JW: We have people and entire teams who refuse to put guests on with us anymore (no joke) – anyone on that list we keep make you laugh the hardest?

DL: “It is hard for me to imagine that we have a feud going with both the Memphis Grizzlies and King Kong Bundy.”

JW: You were new to local radio seven years ago (Sports Radio) – what do you love most about it?

DL: “The laughter”

JW: What do you like least about it besides me and the rest of the Jet fans?

DL: “The cruelty”

JW: On a scale of 1 to 10 how uncomfortable are you talking about our show and yourself?

DL: “I’m not uncomfortable talking about our show at all. What I’m uncomfortable is talking about how GOOD it is. I’d rather talk about how bad it is.”

JW: I think we’re at our best when we’re out our worst – does that make sense? You agree?
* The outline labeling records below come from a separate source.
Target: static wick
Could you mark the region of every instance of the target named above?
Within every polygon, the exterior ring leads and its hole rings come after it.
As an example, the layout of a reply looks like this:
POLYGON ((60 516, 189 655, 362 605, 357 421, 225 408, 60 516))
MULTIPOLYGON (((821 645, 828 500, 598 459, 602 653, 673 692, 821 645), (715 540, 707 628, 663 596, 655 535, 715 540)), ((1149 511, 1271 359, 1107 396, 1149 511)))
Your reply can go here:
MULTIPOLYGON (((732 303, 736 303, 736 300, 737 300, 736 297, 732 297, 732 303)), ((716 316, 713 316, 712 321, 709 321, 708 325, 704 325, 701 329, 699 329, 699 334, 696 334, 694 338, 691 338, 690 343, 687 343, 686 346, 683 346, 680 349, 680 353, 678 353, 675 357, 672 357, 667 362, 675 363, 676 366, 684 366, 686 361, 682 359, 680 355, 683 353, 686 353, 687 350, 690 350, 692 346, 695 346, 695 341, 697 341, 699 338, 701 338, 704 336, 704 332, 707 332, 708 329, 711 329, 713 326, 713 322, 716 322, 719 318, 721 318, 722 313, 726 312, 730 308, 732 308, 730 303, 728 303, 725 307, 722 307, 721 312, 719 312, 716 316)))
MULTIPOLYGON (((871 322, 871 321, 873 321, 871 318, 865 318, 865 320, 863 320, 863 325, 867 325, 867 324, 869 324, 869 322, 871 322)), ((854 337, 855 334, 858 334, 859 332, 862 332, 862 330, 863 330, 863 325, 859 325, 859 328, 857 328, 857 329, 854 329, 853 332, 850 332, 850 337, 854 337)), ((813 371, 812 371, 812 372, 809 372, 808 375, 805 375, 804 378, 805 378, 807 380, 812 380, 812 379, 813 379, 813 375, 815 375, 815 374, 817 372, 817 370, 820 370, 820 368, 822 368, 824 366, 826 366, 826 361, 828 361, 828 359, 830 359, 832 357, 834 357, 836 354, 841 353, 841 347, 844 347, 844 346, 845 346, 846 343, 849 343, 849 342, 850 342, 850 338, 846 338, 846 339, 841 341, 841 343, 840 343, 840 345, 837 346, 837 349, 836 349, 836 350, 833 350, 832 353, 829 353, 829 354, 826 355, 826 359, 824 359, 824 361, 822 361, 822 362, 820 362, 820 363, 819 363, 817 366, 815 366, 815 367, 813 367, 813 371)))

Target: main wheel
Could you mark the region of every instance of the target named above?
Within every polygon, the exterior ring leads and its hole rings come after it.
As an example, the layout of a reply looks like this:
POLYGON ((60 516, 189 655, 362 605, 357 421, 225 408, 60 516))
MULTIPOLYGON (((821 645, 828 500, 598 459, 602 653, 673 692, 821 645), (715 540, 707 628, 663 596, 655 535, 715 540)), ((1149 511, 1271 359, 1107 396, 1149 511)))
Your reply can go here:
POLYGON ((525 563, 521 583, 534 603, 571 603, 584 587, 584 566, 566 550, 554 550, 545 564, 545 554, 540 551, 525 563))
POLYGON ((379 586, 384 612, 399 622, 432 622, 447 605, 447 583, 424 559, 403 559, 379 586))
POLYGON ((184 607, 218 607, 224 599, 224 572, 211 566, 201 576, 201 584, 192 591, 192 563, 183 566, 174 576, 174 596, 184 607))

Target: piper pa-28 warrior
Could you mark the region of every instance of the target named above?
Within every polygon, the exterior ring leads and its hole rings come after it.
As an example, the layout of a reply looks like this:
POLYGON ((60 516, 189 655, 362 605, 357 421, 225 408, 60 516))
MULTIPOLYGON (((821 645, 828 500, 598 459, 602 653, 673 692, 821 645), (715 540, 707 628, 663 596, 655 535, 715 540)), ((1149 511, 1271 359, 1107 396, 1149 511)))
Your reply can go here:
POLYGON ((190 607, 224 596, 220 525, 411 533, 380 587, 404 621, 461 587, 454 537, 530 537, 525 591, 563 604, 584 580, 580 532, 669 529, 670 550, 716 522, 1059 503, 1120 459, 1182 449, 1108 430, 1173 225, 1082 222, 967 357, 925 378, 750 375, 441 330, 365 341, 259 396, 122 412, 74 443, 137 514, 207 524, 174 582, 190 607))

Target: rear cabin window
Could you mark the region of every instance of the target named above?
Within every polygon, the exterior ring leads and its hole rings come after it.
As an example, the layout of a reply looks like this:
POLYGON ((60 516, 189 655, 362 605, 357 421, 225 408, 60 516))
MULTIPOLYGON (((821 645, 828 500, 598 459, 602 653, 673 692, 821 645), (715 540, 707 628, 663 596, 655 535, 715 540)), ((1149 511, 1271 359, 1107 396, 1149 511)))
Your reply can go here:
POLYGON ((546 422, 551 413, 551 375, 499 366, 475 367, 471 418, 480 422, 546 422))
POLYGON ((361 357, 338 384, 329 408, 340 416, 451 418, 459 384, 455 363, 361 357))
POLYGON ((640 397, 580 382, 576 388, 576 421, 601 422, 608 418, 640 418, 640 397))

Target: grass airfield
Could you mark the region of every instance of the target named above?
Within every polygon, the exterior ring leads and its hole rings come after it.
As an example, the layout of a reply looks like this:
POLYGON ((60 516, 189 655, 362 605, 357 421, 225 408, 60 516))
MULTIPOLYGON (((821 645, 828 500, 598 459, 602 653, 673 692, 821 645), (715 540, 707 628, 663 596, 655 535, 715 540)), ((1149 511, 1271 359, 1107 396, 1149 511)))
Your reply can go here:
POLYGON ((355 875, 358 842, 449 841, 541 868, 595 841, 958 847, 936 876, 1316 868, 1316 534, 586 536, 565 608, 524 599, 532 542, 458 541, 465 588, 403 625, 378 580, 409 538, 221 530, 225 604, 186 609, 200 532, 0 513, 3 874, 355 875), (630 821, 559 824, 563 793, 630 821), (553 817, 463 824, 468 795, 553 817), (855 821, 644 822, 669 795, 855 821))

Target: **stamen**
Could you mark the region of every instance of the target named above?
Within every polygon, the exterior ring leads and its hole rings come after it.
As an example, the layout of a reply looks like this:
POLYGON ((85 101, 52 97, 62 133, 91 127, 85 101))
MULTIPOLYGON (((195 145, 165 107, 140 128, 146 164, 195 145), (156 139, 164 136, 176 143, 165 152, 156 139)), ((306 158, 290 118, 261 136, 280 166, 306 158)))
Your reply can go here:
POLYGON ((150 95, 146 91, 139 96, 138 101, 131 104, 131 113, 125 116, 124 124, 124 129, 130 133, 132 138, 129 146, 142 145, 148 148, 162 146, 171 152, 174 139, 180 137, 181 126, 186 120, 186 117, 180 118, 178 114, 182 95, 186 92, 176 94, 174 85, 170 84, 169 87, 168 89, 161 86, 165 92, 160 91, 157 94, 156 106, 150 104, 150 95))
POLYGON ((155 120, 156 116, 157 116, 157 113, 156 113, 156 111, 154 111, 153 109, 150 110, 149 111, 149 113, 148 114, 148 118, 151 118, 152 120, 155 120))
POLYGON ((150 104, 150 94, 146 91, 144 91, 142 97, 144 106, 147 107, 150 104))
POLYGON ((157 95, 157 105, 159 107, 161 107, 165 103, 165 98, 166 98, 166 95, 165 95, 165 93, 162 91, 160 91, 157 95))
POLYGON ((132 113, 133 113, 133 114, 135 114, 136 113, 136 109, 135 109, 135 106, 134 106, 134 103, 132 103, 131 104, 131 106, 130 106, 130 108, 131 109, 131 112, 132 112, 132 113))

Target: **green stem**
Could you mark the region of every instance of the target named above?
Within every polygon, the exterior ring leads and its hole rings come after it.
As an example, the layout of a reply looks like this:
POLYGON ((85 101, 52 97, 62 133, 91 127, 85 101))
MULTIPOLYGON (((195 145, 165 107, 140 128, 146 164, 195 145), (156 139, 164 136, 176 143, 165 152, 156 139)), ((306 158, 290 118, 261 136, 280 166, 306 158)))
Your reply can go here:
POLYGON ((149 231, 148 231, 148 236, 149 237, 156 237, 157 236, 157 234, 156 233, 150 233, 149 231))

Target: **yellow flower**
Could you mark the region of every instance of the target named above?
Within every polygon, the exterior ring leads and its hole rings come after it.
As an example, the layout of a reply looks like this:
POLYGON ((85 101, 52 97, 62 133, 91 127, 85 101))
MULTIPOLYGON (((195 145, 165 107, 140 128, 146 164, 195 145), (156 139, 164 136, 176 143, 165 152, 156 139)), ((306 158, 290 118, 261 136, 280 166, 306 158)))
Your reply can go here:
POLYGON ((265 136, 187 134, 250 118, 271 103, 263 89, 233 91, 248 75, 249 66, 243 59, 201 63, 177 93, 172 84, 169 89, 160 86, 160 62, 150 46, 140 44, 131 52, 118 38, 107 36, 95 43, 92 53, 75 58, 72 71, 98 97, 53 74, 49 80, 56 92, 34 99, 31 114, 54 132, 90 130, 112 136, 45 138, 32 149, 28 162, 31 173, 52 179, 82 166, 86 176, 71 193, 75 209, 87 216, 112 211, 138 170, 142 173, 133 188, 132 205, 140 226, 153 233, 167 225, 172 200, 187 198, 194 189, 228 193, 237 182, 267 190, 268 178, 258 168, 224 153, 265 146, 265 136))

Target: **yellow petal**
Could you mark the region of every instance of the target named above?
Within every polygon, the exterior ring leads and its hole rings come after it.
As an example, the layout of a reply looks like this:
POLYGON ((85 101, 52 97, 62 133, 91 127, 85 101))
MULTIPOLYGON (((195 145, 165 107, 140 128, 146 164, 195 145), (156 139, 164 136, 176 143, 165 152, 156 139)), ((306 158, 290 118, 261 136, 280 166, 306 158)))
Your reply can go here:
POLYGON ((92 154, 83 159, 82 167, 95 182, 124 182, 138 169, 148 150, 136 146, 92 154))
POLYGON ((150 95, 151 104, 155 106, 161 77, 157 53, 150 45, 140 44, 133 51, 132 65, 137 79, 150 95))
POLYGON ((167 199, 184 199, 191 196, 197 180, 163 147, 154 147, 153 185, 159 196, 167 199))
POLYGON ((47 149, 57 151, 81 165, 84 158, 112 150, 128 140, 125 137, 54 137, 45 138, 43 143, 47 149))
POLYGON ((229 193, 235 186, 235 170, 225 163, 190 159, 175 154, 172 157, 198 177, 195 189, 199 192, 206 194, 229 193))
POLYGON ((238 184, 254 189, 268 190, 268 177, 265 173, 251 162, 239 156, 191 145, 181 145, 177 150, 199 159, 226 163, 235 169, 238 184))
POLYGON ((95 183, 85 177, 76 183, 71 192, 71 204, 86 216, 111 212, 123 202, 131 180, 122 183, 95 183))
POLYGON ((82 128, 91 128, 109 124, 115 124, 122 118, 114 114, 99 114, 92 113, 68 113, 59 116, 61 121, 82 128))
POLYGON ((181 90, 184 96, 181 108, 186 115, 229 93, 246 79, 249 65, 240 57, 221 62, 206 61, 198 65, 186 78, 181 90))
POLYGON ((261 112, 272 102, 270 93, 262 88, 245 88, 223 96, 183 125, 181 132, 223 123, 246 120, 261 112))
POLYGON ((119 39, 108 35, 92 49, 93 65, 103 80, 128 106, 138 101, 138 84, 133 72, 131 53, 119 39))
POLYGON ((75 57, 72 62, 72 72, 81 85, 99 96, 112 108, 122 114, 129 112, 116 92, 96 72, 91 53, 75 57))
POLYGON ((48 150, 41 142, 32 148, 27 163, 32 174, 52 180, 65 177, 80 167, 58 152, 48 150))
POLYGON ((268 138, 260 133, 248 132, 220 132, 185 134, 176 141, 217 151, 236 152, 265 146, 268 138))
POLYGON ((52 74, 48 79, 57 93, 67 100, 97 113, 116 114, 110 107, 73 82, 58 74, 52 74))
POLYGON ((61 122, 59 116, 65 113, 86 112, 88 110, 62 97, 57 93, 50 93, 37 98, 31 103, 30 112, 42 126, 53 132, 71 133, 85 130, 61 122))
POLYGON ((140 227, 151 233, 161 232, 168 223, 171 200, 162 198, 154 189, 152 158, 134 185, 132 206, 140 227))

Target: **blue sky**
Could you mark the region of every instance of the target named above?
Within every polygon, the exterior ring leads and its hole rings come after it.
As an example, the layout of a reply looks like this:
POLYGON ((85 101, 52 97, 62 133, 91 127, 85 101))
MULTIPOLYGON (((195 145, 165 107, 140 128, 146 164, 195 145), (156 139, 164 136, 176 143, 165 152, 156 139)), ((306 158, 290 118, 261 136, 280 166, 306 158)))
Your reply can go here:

DL: “I don’t agree with that. I just like that we can enjoy being bad and let people look behind the curtain instead of being self conscious or defensive or masquerading in pretend polish. For better or worse, usually worse, what happens on our show doesn’t happen elsewhere because others are a) too professional to let it happen or b) too professional to revel in it if it does happen.”